Sélectionner une page

1812 : Napoléon a voulu imposer aux Valaisans l’usage de la guillotine pour les exécutions capitales. Le moins que l’on puisse dire, c’est que cela a complètement foiré. Chez nous, quand ça ne veut pas, ça ne veut vraiment pas. Foi de tête de mules qui ne veulent pas être coupées !

 

Comment dit-on « Ta gueule ! », plus ou moins diplomatiquement, à un peuple ? Cela se passe en un tour de main et de plume, le 12 novembre 1810. L’encre noire et l’Empereur Napoléon ordonnent sur le papier : « Le Valais est réuni à l’Empire ». Le général Berthier prend possession d’un territoire dont les chefs croyaient, jusqu’alors, qu’ils pouvaient le diriger en République indépendante. Cela ne se négocie plus, il n’existe pas d’échappatoire, cela se subit, il n’y a plus qu’à la boucler.

Tableau pompier représentant Napoléon franchissant le Grand St-Bernard.

Le Valais, rebaptisé « département du Simplon » entre dans la joyeuse communauté des 130 autres départements français. Les décisions, quelles qu’elles soient, sont centralisées à Paris. Sur tout le territoire, les exécutions des criminels répondent à des critères uniformisés. Un décret impérial du 18 juin 1811 n’omet aucun détails concrets et indique avec quoi occire les malandrins. À savoir : « Un grand échafaud pour les exécutions à mort, avec un réservoir doublé en plomb », un petit échafaud pour les expositions, des carcans « avec leurs boulons, écrous, chaînes et cadenas », et, on s’en doute « une machine à décapiter avec ses accessoires ».

Une guillotine, en somme et en résumé.

Le texte officiel prévoir aussi « des paniers d’osier, doublés en cuir », des balais, des cercueils, des chemises rouges, du sable, de la graisse du savon, etc. Des options incontournables pour que fonctionnent ces machines à trancher les cous d’un seul coup. En théorie. Car – ô axiome répétitif – la pratique de la guillotine présente quelques bogues d’époque qui rendent les engins capricieux.

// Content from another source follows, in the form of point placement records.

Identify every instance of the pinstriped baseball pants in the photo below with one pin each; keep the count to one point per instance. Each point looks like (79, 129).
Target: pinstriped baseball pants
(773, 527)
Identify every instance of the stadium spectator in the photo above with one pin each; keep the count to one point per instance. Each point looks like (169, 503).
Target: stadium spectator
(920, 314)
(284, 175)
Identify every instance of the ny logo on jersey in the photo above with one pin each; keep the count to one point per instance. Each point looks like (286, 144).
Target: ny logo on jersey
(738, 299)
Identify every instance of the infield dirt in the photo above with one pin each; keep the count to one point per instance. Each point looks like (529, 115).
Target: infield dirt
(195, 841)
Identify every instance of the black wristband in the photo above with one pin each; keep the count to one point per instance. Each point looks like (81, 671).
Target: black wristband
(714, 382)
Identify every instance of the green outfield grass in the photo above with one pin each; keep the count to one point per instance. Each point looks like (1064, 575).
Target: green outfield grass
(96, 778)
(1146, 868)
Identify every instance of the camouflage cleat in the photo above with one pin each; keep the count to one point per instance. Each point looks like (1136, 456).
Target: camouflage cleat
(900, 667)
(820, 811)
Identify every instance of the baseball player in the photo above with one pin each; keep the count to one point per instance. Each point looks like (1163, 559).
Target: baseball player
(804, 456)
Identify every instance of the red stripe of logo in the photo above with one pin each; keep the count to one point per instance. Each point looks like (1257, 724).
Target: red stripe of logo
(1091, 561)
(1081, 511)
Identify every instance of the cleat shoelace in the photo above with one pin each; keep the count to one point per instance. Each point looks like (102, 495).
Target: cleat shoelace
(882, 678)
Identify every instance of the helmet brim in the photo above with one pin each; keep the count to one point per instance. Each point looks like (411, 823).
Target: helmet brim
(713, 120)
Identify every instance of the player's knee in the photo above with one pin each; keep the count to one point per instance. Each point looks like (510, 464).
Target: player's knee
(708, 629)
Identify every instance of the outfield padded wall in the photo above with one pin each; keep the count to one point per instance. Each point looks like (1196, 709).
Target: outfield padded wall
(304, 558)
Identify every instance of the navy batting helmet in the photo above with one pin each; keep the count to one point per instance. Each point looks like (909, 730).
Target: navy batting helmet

Les lames se coincent, l’assemblage rejoint en complexité les Mécanos et surtout c’est plutôt long à construire…

Comme un esprit peu coopératif

Le décret du 18 juin 1811 prévoit que la guillotine sévisse dans les 130 départements dès janvier 1812. Mais il y a des facteurs imprévisibles qui te bousillent n’importe quel business plan, dont la mauvaise volonté. Une spécialité que pratiquent les Valaisans vis-à-vis de Napoléon dans bien des domaines. Le premier bémol s’avère basique : qui pour construire, chez nous, ce bel engin de morts programmées ?

La réponse semble évidente : personne !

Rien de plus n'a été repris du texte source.